Megalodonların biyolojik özellikleri hakkında birçok gizem devam ediyor ancak şimdiye kadar görünüşlerini modellemek için büyük beyaz köpekbalıkları kullanılıyordu.
Chicago’daki DePaul Üniversitesi’nden paleobiyolog Kenshu Shimada ve Kaliforniya Üniversitesi’nden Phillip Sternes liderliğindeki bir ekibin yeni araştırması, megalodonların büyük beyazlara göre çok daha ince vücutlara sahip olabileceğini öne sürüyor.

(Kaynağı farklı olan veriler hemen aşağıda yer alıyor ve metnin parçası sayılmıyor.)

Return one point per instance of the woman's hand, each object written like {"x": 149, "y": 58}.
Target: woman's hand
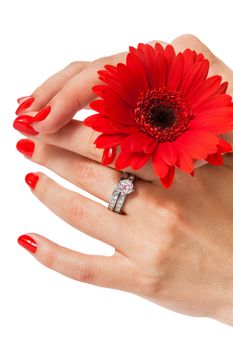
{"x": 70, "y": 90}
{"x": 173, "y": 246}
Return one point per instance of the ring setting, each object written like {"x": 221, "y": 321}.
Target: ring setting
{"x": 124, "y": 187}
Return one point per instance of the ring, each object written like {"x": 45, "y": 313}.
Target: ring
{"x": 124, "y": 187}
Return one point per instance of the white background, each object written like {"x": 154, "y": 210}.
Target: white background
{"x": 40, "y": 309}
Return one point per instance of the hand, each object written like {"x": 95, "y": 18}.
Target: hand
{"x": 173, "y": 246}
{"x": 70, "y": 90}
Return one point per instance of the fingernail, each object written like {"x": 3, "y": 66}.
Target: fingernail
{"x": 42, "y": 114}
{"x": 23, "y": 124}
{"x": 108, "y": 155}
{"x": 26, "y": 147}
{"x": 25, "y": 104}
{"x": 21, "y": 99}
{"x": 31, "y": 180}
{"x": 28, "y": 243}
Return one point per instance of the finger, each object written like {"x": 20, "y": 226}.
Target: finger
{"x": 217, "y": 67}
{"x": 86, "y": 174}
{"x": 83, "y": 213}
{"x": 75, "y": 95}
{"x": 78, "y": 138}
{"x": 45, "y": 92}
{"x": 104, "y": 271}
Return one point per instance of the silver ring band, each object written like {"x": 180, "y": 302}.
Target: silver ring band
{"x": 124, "y": 187}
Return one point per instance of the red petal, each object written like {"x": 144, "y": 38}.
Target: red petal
{"x": 224, "y": 146}
{"x": 107, "y": 141}
{"x": 213, "y": 102}
{"x": 215, "y": 159}
{"x": 169, "y": 54}
{"x": 195, "y": 77}
{"x": 138, "y": 160}
{"x": 207, "y": 88}
{"x": 160, "y": 167}
{"x": 169, "y": 153}
{"x": 121, "y": 82}
{"x": 159, "y": 48}
{"x": 184, "y": 161}
{"x": 222, "y": 88}
{"x": 98, "y": 106}
{"x": 108, "y": 155}
{"x": 123, "y": 160}
{"x": 167, "y": 180}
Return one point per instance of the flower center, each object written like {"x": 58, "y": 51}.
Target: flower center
{"x": 162, "y": 114}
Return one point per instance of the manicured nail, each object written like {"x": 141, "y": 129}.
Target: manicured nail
{"x": 28, "y": 243}
{"x": 23, "y": 124}
{"x": 108, "y": 156}
{"x": 31, "y": 179}
{"x": 42, "y": 114}
{"x": 25, "y": 104}
{"x": 21, "y": 99}
{"x": 26, "y": 147}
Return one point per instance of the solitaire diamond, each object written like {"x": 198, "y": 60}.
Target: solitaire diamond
{"x": 125, "y": 186}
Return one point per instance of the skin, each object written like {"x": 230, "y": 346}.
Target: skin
{"x": 173, "y": 247}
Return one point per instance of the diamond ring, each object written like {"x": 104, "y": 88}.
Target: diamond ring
{"x": 124, "y": 187}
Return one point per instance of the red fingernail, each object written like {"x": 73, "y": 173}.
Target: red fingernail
{"x": 108, "y": 155}
{"x": 42, "y": 114}
{"x": 25, "y": 104}
{"x": 23, "y": 124}
{"x": 31, "y": 179}
{"x": 21, "y": 99}
{"x": 28, "y": 243}
{"x": 26, "y": 147}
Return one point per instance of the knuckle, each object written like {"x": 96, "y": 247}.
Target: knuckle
{"x": 91, "y": 147}
{"x": 41, "y": 154}
{"x": 49, "y": 259}
{"x": 84, "y": 272}
{"x": 147, "y": 284}
{"x": 85, "y": 172}
{"x": 42, "y": 191}
{"x": 75, "y": 211}
{"x": 72, "y": 64}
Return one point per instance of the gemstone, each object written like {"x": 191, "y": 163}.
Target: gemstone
{"x": 125, "y": 186}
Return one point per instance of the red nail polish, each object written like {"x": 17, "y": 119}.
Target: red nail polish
{"x": 108, "y": 155}
{"x": 26, "y": 104}
{"x": 31, "y": 180}
{"x": 26, "y": 147}
{"x": 28, "y": 243}
{"x": 42, "y": 114}
{"x": 21, "y": 99}
{"x": 23, "y": 124}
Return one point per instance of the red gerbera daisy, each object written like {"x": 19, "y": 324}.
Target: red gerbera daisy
{"x": 161, "y": 106}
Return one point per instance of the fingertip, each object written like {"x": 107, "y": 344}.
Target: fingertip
{"x": 28, "y": 243}
{"x": 31, "y": 180}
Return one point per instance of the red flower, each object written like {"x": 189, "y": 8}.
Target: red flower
{"x": 161, "y": 106}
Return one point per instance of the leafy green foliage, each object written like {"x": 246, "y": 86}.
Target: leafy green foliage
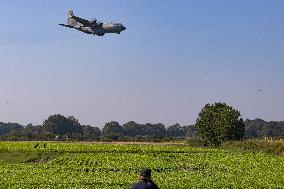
{"x": 219, "y": 122}
{"x": 107, "y": 166}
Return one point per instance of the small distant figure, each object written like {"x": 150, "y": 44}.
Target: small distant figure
{"x": 145, "y": 181}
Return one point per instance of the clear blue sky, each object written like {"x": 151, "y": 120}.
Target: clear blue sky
{"x": 175, "y": 57}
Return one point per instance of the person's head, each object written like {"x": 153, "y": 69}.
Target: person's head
{"x": 145, "y": 174}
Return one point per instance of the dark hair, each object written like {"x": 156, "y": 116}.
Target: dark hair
{"x": 145, "y": 172}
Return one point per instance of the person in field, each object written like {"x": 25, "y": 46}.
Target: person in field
{"x": 145, "y": 181}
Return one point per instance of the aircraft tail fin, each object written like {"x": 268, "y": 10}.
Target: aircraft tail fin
{"x": 70, "y": 19}
{"x": 70, "y": 14}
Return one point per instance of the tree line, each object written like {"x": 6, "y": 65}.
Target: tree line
{"x": 216, "y": 123}
{"x": 59, "y": 127}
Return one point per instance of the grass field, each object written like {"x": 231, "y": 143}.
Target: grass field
{"x": 85, "y": 165}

Megalodon 23 milyon yıldan uzun bir süre önce yaşadı. Soyu tükenmiş devin fosillerine ulaşmak da haliyle zor. Çok sayıda fosilleşmiş köpekbalığı dişi bulundu ancak bu onlara dair bulunan sayılı kalıntılardan.
Bu tarih öncesi canlıların vücutları kemikten ziyade çoğunlukla kıkırdaktan oluşuyor ve nadiren günümüze kadar korunmuş olarak bulunuyor.
Bu yeni araştırma, Belçika’da bulunan bir dizi omurga fosilinin yeniden değerlendirilmesine dayanıyor.
Önceki araştırmalar megalodonun uzunluğunun 9,2 metre olduğunu tahmin ederken, yeni araştırma köpekbalığının aslında en az 11,1 metre uzunluğunda olduğunu ortaya çıkardı.
BÜYÜK BEYAZ MEGALODON’DAN ÇOK DAHA İRİ
Bilim insanlarına göre megalodon büyük bir beyazla aynı vücut şekline ve kütleye sahip olsaydı bulunan omurga bu uzunluktaki bir köpekbalığını taşıyamazdı.
Araştırmayıyürüten bilim insanı Shimada, “Büyük beyaz köpekbalığının vücut formu doğrudan omurgaya uygulandığında, omurların çapının köpekbalığının vücut tipini destekleyemediğini ortaya çıkıyor.” dedi.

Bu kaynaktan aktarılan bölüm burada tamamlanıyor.